Bryan Woliner, a Boston University graduate student, does freelance financial work for Loux’s union, Unite Here Local 26.

D’Alessandro said Woliner came recommended to him by a dean at BU. Woliner disclosed his work for Loux before he took the job, but never discussed his work on the MBTA review with Loux until it was nearly complete, D’Alessandro said.

Woliner did not return a call.

D’Alessandro said Woliner, like others who worked on the MBTA review, was not paid for his time on the project.

Going carless doesn’t save what it used to

Looks like New York beat Boston this year in the amount commuters could save if they gave up their cars. Last year, Boston was number one in that category, according to the American Public Transportation Association, an advocacy group. This year, the Hub fell a notch, behind the big metropolis to the south. That still puts Boston ahead of San Francisco, Chicago, and Seattle, the other cities in the top five.

The latest survey says Boston drivers in a two-person household can save $12,324 a year if they ditched their sedans or sport utility vehicles in favor of trolleys, buses, and feet. That’s down from last year’s estimate of $13,490 a year, calculated using data when gas prices were higher.

As I’ve noted in the past, I think the survey’s methodology has a few flaws. It relies on a number of cost factors - including gas, insurance, and parking rates - to determine how much average car commuters spend in every city. The parking rates come from the Colliers International Parking Rate Study, which assumes we all drive to the Financial District every day and pay to park in one of those ridiculous garages that charge half a year’s salary every 15 minutes.

Still, the larger point is valid. It costs a ton to drive a car in this city. And it’s not just the gas, the tolls, and the oil changes. Think about all those parking tickets you get when you miss one of the carefully scripted signs hidden behind tree branches.

Earmarks are rarely a boon for bad bridges

Last week’s debate for the open US Senate seat featured a sharp dispute over congressional earmarks, the process by which representatives designate money in the federal budget for local goodies.

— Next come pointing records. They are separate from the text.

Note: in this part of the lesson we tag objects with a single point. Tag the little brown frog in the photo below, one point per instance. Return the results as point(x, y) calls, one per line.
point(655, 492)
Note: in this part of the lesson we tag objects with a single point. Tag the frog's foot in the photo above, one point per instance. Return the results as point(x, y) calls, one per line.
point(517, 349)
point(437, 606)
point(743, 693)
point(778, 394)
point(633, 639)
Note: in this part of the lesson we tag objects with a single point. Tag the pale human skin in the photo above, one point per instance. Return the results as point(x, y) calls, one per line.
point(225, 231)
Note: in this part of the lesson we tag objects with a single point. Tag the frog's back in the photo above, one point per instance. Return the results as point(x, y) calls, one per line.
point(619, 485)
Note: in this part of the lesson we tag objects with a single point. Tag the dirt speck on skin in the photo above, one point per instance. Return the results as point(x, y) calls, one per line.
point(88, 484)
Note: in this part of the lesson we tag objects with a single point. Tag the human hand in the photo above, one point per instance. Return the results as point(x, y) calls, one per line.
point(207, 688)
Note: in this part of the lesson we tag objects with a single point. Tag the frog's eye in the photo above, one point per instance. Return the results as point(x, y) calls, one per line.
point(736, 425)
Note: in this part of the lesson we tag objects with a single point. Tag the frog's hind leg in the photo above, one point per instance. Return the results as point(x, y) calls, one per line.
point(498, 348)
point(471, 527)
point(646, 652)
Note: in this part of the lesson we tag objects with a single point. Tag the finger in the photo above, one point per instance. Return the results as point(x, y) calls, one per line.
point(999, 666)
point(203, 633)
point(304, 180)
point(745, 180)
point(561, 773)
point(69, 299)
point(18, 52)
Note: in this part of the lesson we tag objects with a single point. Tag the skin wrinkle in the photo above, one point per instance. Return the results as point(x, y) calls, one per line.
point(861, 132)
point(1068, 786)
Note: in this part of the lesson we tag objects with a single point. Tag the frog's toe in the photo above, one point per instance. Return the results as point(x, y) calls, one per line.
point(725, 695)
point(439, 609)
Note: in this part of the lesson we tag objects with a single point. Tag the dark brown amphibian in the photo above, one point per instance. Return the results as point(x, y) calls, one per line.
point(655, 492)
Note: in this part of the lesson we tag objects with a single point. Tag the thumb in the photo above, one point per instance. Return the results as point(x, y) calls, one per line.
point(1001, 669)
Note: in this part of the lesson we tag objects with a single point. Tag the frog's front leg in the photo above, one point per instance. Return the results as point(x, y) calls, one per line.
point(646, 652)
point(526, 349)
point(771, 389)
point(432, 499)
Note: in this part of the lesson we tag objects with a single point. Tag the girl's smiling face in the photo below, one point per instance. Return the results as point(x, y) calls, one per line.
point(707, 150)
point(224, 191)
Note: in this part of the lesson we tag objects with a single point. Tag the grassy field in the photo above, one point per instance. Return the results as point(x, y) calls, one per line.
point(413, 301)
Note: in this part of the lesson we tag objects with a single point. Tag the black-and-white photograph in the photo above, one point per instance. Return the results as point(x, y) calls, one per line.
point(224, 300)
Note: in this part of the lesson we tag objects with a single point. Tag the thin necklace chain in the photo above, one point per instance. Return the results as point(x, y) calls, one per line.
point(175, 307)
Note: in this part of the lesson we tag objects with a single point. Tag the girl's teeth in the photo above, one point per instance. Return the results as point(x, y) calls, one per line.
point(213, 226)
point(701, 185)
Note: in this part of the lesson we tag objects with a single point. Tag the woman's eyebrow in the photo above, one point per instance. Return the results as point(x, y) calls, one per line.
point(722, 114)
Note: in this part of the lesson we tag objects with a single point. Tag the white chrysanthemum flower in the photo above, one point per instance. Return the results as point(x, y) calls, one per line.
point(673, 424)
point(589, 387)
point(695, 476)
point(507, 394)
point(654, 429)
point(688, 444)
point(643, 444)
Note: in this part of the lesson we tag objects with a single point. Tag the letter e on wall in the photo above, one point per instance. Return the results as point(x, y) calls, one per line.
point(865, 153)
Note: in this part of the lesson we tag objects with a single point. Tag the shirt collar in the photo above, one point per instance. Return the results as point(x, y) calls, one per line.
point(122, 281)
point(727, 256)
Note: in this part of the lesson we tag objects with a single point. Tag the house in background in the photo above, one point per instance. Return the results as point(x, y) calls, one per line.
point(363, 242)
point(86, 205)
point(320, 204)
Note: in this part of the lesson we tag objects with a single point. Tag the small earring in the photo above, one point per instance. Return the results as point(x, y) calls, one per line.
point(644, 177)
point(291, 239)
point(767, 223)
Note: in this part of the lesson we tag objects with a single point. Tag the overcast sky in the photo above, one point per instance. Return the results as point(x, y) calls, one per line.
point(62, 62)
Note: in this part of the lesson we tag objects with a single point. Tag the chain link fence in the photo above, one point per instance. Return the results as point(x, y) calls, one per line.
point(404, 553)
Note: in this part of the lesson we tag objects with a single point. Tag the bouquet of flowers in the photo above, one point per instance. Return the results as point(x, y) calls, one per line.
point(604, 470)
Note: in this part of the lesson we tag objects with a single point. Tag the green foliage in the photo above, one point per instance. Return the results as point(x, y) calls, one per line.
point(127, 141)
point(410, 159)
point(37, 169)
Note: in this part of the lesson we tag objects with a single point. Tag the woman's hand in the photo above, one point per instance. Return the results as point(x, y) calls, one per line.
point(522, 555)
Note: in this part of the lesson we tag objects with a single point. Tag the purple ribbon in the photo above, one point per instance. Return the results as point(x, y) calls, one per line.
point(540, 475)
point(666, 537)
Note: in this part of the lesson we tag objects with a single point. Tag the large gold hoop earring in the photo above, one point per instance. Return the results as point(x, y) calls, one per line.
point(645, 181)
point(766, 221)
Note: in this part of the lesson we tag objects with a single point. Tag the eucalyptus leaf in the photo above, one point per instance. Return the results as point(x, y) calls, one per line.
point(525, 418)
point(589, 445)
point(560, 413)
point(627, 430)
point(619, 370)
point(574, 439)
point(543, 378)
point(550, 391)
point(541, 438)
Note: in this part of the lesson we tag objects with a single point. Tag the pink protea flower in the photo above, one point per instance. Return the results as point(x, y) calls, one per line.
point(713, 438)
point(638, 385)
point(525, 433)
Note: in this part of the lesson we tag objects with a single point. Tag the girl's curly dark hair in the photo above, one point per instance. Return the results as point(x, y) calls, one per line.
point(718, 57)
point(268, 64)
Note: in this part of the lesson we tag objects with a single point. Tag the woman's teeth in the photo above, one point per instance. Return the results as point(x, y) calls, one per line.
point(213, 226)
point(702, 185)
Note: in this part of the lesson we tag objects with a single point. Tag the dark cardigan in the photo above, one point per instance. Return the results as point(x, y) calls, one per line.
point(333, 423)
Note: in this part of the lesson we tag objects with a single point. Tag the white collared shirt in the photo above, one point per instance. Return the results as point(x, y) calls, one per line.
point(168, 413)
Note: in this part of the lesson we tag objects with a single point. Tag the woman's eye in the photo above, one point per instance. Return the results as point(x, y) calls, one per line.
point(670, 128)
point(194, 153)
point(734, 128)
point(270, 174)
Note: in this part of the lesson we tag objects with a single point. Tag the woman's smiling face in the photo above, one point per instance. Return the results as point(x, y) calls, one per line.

Representative Michael E. Capuano came out most strongly in favor of the process as a way to use the nation’s elected representatives to divvy out tax dollars to deserving local projects.

“My earmarks are all on my website,’’ Capuano said at one point. “I’m very proud of them if you want to know the truth.’’

But a new study out last week from an advocacy group cast a harsh light on what that process does to our transportation system.

The study from the Massachusetts Public Interest Research Group said most transportation earmarks go to new highways, lane widening, and other construction rather than to fixing the nation’s stock of 73,000 structurally deficient bridges.

Nationally, just 74 of 704 transportation earmarks went to repair or maintenance for a bridge, tunnel, or overpass, according to the report. That includes just one of 17 earmarks in Massachusetts, a state with 585 structurally deficient bridges.

The report blames political contributions from developers and other construction interests for influencing the process.